As evidence of Weight Watchers' long-term effectiveness, the U.S. News article cites a study in which almost 60 percent of dieters maintained their weight loss for the first year after finishing the program. Thirty-seven percent of Weight Watchers participants were still within five pounds of their target weight after five years. That may not sound impressive, but it is a relatively positive outcome considering that many dieters quickly regain all of the pounds they've shed.

Yet another source for information on long-term weight loss is the National Weight Control Registry. Established in 1994 by respected researchers in the field of weight management, the Registry contains detailed information on more than 10,000 dieters who have lost at least 30 pounds and kept it off for a year or more. The results point to some effective strategies for long-term weight loss. Over half the dieters joined a structured weight loss program, while forty-five percent lost weight on their own. A whopping ninety-eight percent of those who lost weight say they did so by changing the way they ate. Most continue to follow a low-calorie, low-fat diet and eat breakfast each morning.

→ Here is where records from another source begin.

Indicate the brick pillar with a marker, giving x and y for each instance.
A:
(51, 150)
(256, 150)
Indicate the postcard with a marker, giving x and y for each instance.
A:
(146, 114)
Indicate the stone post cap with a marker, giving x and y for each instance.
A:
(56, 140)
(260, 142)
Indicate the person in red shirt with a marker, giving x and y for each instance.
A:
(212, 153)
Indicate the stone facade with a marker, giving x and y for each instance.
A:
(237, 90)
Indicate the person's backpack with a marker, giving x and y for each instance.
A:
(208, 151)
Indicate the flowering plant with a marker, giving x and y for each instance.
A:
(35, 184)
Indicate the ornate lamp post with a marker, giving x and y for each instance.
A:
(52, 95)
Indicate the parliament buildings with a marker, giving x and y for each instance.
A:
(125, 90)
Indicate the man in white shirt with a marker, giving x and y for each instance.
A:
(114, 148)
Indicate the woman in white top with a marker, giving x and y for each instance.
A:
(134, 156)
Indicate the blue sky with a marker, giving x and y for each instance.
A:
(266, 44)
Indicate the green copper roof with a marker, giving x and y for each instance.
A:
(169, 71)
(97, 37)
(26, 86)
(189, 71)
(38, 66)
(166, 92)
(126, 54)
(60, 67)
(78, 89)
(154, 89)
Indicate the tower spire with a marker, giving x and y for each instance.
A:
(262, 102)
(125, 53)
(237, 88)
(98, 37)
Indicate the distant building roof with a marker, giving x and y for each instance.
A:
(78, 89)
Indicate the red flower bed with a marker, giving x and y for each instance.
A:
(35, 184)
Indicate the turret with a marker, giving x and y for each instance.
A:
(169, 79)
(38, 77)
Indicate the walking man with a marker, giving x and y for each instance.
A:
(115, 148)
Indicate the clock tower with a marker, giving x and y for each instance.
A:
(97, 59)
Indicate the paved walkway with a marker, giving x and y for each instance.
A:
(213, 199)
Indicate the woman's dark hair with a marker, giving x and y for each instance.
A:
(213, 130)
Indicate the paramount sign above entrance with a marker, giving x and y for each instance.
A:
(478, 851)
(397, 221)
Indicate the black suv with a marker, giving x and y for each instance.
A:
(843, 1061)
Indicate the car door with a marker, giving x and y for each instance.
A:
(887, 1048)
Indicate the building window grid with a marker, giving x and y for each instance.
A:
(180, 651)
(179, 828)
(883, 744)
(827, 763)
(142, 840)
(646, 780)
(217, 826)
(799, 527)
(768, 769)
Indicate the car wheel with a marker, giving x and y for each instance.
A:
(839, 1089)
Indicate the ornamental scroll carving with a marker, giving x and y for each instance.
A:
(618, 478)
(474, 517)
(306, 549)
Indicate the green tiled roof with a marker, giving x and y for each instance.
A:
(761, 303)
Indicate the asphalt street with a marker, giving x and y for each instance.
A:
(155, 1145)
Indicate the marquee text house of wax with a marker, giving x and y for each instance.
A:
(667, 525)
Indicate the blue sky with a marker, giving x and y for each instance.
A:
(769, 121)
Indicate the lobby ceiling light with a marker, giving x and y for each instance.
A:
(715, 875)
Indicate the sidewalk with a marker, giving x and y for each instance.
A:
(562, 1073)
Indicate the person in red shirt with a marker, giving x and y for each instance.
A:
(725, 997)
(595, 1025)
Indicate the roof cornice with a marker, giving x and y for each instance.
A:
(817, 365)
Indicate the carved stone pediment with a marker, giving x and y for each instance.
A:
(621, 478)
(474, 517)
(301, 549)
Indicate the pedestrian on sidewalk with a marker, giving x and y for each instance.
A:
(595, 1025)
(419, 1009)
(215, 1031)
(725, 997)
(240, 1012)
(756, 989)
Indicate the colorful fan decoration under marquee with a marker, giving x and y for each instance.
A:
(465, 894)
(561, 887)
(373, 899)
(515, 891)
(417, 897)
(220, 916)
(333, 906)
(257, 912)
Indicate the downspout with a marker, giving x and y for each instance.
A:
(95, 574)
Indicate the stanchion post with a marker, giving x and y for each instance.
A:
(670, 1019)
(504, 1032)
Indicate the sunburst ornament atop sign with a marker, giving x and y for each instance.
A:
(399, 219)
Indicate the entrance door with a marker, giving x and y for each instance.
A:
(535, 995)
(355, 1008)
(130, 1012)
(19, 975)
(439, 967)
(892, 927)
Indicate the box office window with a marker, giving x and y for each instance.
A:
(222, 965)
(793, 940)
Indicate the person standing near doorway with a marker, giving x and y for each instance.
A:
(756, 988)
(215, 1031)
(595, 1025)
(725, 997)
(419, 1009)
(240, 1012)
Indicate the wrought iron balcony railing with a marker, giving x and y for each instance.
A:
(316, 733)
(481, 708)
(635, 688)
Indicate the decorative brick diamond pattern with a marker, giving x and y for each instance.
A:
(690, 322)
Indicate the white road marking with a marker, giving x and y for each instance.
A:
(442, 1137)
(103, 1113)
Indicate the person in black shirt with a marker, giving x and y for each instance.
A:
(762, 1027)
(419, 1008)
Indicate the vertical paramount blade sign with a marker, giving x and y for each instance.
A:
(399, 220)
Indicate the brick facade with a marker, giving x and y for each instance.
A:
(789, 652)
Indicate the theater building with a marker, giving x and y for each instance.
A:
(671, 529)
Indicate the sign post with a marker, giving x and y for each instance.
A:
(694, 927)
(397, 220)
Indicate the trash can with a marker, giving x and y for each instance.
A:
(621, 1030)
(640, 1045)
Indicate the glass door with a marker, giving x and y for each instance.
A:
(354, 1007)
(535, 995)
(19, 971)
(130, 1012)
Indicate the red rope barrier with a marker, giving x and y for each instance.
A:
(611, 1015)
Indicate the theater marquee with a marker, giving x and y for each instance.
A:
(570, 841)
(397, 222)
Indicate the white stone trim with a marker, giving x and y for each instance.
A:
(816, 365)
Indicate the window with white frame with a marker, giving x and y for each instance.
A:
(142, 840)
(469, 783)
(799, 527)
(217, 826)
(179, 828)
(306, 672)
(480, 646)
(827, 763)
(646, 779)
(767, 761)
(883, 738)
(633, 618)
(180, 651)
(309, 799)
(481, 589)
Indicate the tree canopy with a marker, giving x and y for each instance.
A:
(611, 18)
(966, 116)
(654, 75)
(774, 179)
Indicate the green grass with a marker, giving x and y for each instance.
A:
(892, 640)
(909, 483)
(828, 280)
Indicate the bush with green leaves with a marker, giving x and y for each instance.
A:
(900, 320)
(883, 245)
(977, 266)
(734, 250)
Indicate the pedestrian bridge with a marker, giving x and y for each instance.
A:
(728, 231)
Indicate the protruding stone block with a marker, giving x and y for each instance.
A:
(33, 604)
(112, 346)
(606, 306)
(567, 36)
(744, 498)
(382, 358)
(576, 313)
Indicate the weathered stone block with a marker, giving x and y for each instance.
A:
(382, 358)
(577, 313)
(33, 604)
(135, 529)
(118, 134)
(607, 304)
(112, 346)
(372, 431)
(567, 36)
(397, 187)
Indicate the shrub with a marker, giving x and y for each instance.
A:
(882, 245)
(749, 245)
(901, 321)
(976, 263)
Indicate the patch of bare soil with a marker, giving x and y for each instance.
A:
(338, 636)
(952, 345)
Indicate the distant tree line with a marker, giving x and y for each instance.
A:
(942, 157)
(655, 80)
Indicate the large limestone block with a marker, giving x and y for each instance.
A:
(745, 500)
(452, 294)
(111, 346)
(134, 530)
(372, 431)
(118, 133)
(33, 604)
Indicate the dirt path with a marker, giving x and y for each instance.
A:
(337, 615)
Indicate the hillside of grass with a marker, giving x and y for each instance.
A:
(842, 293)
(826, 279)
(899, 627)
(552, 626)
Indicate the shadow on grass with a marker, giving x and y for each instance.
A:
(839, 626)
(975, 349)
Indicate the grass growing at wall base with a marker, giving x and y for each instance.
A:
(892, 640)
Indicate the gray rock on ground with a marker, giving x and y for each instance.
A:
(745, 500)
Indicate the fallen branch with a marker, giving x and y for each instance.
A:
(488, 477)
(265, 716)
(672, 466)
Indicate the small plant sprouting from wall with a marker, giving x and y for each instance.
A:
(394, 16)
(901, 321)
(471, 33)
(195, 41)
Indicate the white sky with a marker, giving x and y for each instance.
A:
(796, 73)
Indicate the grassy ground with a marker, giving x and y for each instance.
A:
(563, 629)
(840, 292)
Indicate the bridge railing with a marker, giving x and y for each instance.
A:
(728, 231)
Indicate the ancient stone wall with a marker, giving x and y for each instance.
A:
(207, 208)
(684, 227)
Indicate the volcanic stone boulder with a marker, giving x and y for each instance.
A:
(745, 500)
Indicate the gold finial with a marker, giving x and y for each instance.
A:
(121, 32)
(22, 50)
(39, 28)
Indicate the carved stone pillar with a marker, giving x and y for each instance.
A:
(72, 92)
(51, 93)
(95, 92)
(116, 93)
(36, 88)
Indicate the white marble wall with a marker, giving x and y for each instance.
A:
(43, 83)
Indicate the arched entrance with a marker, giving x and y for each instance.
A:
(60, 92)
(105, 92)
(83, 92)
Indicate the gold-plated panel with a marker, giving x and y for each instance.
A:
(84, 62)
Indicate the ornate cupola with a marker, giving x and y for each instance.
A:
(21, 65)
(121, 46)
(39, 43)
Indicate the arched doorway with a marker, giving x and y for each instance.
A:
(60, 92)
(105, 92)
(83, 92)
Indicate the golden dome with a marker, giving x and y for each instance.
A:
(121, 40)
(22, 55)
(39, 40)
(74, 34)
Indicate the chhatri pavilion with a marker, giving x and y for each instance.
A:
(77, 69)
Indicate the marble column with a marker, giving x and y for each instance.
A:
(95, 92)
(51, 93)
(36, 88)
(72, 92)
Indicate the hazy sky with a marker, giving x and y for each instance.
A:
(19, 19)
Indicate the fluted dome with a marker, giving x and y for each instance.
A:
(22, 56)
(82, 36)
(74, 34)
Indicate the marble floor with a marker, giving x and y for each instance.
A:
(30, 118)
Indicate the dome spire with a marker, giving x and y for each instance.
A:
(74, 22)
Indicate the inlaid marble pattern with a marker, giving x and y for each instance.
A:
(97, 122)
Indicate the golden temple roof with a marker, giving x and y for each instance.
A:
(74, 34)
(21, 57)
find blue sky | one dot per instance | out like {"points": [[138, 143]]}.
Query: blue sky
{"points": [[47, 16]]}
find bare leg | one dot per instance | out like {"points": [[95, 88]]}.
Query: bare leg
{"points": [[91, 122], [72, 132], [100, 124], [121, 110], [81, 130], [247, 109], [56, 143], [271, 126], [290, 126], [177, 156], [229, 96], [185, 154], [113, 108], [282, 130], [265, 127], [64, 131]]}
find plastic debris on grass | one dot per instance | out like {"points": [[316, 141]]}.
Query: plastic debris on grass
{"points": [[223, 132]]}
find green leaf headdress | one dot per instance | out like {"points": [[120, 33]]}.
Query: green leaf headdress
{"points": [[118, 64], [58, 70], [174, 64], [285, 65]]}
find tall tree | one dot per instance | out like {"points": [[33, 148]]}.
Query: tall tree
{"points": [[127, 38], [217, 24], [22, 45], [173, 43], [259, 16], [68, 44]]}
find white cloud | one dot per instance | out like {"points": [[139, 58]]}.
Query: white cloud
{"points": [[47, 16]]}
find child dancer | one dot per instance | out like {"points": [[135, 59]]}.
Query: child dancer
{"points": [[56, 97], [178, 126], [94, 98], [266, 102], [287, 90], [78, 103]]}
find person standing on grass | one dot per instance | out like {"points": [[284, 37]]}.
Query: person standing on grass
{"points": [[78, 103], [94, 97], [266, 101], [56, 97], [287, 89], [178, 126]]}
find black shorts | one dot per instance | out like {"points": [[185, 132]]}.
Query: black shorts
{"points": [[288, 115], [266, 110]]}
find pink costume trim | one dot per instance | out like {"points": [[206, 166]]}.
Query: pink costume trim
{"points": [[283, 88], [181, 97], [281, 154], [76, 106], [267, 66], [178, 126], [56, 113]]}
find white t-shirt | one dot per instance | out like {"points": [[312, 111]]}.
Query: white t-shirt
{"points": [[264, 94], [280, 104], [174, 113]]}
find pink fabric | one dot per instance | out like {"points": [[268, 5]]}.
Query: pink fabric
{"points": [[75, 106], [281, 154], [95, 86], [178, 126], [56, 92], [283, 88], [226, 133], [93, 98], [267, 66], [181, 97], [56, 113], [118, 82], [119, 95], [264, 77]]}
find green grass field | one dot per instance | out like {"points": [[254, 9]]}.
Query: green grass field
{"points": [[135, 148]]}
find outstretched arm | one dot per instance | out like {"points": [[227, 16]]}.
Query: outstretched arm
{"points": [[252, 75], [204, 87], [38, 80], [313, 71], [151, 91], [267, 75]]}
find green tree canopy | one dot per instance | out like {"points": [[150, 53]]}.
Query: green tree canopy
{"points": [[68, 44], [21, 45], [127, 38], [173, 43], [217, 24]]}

But if you think you can maintain your goal weight through dieting alone, think again. Ninety-four percent of those in the National Weight Control Registry complemented their nutritional changes with an exercise program. In addition, nearly all continued to exercise after they lost weight. Walking is the most popular type of exercise, and the average participant works out for an hour each day. Where do they find the time? Partly by cutting back on television. Sixty-two percent of Registry participants say that they watch fewer than ten hours of TV per week. By comparison, the average American spends 34 hours a week watching television.

Keeping close tabs on your weight is another habit that may help prevent you from regaining the weight you've lost; seventy-five percent of Registry participants report that they weigh themselves at least once a week.

It's hard to lose weight, and even harder not to regain it. One piece of good news from the National Weight Control Registry is that weight maintenance seems to get easier over time. Once participants have kept their weight off for at least two years, it becomes much likelier that they will continue to be successful. This makes sense when you realize that successful weight maintenance requires lasting changes in your eating and exercise patterns. So if you want to lose weight and keep it off, skip the fad diets and think about ways you can permanently change your lifestyle for the better.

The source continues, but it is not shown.